Ahhhh je suis assez client de ce type de récit surtout si le dessin tient la route et que l’histoire n’est pas trop alambiquée. De toutes façons,  la couv’ m’a tout de suite donné envie d’acheter 🙂 Cela dit, JP Pécau prend soin de ne pas tout dévoiler. Ainsi, on ne connait pas la nature de l’Armée Verte, le rôle exact des chats, des loups, des oiseaux et des chimères. Ce premier tome se contente de poser solidement les bases d’un récit post-apocalyptique classique mais bien amené et au final très chouette. On appréciera comme il se doit les clins d’oeil au duo Jan-Marguerite qui rappelle un célèbre film de Fernandel et à Mad Max.

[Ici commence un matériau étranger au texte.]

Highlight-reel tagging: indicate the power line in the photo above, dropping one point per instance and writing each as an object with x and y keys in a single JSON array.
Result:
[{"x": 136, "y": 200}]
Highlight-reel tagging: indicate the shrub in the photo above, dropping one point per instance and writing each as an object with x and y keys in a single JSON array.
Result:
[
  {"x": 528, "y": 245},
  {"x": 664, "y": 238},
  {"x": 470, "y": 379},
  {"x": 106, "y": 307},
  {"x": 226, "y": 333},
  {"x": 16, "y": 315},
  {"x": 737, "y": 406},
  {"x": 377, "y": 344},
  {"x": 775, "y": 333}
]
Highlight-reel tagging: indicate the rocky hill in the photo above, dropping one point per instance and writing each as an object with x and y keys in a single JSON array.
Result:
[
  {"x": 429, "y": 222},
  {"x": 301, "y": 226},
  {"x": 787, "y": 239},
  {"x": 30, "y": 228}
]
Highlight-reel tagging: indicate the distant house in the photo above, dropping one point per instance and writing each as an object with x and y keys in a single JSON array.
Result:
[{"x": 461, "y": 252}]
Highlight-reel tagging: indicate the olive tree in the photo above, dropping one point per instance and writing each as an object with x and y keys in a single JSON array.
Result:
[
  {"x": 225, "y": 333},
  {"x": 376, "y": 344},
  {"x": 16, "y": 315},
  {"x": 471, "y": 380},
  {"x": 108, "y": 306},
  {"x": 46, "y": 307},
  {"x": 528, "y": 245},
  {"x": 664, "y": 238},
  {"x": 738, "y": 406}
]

Jan ancien militaire révoqué accompagné de Marguerite sa « mule » tente de traverser les Alpes direction la Suisse où il espère trouver refuge. Le monde est en effet victime d’une épidémie de H5N4, virus mutant de la grippe aviaire qui a déjà décimé les 3/4 de la population humaine. Mais la route est longue et dangereuse et il n’est pas impossible qu’au détour d’une rencontre, la destination ne bifurque.

Quelques traits d’humour, de l’action, une ambiance vaguement inquiétante, un dessin lisible, un personnage principal imparfait mais suffisamment consistant, des flashbacks bien placés et suffisamment explicites, il n’en faut pas plus pour contenter les amateurs du genre.

Moi je valide ! De la bonne BD comme je l’aime.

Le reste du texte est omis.